Von der Küche ins Cocktail-Glas
In New Yorker Bars steht momentan ein exotisches Gewürz hoch im Kurs: Kurkuma. Damit hat es nach Ingwer erneut ein Gewürz vom Kochtopf ins Cocktailglas geschafft, und dafür gibt es mehrere Gründe. Ein gewichtiger: Der Geschmack der knallgelben Knolle ist als Hauptzutat von Curry-Gewürzmischungen aus der Ethno-Küche wohlbekannt.
Dazu kommt das Image als Superfood, was Gesundheitsbewussten den Griff zu diesem Cocktail möglicherweise erleichtert. Für Bar-Experten zählt freilich der Geschmack. Bereits eine oder zwei Prisen reichen, um eine andere Geschmacksnote hinzuzufügen, schwärmte Jillian Vose, Bardirektorin vom „Dead Rabbit“ in New York jüngst in der New York Times. Die Bar wird immer wieder unter die besten der Welt gelistet.

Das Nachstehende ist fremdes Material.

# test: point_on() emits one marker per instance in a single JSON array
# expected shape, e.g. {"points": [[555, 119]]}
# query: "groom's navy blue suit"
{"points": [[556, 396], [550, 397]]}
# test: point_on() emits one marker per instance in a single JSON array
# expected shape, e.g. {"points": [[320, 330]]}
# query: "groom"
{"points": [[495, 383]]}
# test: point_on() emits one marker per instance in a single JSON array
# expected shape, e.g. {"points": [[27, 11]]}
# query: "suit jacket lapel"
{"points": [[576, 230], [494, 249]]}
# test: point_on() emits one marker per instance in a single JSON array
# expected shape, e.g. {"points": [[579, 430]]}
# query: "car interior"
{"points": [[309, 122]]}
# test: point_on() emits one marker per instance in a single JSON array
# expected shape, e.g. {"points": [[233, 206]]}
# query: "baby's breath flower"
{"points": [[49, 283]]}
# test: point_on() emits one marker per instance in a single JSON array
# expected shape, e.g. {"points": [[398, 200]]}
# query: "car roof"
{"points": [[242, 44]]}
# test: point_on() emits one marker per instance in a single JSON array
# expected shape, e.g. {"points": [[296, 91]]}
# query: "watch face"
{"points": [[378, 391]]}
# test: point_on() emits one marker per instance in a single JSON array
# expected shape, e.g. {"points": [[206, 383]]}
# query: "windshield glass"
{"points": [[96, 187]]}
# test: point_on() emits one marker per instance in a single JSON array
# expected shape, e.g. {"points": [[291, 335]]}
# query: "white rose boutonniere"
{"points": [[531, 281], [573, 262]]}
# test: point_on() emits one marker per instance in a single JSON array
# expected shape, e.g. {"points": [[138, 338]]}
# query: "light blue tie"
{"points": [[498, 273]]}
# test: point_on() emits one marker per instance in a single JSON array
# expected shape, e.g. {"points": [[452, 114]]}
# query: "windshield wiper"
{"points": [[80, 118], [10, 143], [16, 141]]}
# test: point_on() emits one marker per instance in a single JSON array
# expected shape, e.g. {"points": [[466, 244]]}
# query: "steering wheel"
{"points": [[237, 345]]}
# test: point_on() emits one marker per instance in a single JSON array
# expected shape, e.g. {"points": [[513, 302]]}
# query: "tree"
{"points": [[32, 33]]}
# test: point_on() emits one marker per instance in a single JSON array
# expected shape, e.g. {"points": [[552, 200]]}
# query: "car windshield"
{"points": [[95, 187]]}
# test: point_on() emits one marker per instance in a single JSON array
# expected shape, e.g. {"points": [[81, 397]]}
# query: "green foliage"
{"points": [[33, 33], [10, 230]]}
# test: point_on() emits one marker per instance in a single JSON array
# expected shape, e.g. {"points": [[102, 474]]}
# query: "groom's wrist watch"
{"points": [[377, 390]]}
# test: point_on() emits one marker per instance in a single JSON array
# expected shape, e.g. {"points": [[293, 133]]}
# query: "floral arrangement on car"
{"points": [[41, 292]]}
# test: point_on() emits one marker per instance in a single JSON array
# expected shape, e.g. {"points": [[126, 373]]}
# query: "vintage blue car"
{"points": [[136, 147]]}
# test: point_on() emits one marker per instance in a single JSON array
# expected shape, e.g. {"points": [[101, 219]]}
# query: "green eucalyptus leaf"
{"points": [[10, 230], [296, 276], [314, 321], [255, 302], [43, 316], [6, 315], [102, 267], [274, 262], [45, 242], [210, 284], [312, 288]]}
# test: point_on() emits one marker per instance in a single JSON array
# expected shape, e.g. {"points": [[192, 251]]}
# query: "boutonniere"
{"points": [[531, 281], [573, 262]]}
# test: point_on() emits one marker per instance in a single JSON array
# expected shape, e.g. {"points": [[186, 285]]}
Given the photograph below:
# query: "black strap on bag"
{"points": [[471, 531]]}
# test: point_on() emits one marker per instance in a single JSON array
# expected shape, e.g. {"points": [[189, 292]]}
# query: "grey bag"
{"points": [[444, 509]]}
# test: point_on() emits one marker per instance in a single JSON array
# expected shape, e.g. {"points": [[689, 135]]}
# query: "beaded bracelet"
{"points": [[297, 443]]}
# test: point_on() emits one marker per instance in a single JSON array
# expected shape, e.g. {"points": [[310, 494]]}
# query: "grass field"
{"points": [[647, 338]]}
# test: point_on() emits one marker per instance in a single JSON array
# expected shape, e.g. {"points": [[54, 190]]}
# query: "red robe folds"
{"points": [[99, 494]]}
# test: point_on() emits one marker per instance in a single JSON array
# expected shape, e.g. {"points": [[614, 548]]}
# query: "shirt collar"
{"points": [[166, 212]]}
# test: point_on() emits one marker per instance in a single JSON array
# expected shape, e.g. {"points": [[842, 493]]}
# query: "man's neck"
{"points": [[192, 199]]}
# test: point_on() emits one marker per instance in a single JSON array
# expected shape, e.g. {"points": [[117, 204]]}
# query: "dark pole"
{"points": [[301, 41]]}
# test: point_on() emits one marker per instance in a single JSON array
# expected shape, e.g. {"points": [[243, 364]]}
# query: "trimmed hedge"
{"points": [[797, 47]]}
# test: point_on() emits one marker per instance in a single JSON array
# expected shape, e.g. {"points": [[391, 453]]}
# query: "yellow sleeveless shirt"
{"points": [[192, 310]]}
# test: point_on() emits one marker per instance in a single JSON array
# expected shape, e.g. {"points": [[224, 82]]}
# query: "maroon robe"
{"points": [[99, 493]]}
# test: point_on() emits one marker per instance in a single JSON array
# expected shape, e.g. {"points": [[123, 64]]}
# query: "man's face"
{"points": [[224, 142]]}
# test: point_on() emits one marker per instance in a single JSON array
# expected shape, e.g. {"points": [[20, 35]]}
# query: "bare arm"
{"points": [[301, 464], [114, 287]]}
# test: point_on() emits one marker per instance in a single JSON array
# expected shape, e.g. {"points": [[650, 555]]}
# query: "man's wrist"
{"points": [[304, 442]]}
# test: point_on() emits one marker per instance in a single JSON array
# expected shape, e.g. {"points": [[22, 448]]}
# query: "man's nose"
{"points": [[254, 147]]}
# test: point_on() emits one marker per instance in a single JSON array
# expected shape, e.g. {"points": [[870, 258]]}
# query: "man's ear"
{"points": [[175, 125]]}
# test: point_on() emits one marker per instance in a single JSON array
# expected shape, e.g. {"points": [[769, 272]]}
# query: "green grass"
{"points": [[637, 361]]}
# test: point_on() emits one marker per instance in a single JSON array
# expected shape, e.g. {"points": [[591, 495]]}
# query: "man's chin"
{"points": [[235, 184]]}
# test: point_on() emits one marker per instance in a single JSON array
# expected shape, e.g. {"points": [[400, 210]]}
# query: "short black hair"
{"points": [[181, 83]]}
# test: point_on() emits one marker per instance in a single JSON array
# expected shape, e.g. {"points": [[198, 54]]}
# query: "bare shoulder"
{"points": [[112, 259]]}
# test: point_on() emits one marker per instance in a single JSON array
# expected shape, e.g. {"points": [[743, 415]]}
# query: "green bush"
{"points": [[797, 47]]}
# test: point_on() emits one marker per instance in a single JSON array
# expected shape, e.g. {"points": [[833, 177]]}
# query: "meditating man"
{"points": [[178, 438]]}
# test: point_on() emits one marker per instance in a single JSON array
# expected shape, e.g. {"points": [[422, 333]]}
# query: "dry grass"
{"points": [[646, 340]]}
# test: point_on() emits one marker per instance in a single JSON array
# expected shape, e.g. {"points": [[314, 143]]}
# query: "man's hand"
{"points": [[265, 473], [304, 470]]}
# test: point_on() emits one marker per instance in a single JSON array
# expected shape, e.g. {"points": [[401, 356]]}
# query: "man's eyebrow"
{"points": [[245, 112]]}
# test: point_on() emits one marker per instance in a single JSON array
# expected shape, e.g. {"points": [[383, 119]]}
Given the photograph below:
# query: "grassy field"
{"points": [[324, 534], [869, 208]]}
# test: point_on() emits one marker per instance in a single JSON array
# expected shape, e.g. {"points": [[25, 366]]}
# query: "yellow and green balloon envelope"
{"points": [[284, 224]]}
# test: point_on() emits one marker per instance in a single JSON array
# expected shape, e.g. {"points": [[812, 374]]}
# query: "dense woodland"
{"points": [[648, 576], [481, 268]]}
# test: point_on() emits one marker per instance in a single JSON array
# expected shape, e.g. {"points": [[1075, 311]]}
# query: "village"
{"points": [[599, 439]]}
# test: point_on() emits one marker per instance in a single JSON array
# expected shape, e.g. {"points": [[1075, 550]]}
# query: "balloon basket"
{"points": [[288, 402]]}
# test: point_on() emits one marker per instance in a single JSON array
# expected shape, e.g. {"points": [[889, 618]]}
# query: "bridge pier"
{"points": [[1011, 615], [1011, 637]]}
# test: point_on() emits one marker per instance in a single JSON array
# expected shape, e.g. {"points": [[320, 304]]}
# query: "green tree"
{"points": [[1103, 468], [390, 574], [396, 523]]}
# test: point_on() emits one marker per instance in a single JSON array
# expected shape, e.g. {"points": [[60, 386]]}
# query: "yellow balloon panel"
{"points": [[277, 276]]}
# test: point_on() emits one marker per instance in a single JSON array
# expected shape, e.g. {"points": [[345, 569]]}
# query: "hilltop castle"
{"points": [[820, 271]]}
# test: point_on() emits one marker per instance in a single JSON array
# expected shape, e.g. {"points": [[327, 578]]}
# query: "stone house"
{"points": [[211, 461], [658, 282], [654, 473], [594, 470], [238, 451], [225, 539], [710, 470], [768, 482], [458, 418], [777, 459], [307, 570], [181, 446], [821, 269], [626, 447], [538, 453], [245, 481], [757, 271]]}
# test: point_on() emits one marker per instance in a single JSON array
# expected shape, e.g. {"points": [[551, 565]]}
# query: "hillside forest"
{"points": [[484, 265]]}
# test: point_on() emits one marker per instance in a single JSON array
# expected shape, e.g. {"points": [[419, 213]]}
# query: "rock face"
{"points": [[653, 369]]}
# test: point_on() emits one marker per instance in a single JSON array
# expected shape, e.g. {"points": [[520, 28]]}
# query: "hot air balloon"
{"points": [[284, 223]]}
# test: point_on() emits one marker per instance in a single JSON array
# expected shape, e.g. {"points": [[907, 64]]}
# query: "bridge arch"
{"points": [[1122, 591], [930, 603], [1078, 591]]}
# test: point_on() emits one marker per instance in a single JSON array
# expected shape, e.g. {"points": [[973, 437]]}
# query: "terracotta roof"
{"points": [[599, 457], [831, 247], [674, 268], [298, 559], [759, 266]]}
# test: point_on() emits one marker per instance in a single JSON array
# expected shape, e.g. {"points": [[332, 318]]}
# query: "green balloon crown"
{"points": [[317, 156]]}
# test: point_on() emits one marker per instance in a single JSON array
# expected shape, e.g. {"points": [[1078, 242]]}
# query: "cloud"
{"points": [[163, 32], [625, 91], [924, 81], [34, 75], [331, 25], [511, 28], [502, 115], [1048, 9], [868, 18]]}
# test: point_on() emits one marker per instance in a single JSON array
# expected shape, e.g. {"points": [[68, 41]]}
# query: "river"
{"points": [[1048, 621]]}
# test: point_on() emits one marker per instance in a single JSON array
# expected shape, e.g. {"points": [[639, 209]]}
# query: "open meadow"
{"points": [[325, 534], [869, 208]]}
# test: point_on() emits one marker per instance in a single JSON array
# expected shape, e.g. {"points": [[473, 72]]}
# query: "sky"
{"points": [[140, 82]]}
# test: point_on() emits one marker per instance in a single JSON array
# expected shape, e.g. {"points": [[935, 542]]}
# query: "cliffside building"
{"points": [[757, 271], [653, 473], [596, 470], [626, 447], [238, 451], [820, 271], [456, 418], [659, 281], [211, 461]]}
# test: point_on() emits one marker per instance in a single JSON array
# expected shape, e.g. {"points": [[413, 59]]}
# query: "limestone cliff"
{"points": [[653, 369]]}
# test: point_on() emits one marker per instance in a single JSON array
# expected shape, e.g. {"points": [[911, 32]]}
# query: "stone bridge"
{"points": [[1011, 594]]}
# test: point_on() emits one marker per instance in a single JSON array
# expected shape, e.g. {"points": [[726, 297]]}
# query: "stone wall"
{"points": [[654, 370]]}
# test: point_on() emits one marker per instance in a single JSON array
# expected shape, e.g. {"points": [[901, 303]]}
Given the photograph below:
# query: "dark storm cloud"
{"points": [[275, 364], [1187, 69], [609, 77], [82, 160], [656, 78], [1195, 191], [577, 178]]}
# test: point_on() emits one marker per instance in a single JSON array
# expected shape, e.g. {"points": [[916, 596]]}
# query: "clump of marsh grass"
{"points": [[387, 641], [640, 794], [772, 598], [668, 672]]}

Die Barchefin mischt Kurkuma neben anderen Zutaten mit Whiskey, Brandy und Joghurt. Für die Gäste sei das öfters eine höchst ungewöhnliche Mischung, der neugierig macht. Vose beobachtet, dass die Gäste schlückchenweise trinken, um den zugrunde liegenden Geschmack herauszuschmecken.
Je heißer, umso leichter
Geschmäcker sind zwar bekanntlich verschieden, für Cocktails gibt es aber eine Konstante: Je wärmer es wird, desto leichtere Drinks sind gefragt. „Momentan werden viele Cocktails mit Wein bestellt, die sind bei Hitze sehr beliebt“, berichtet Katharina Schwaller.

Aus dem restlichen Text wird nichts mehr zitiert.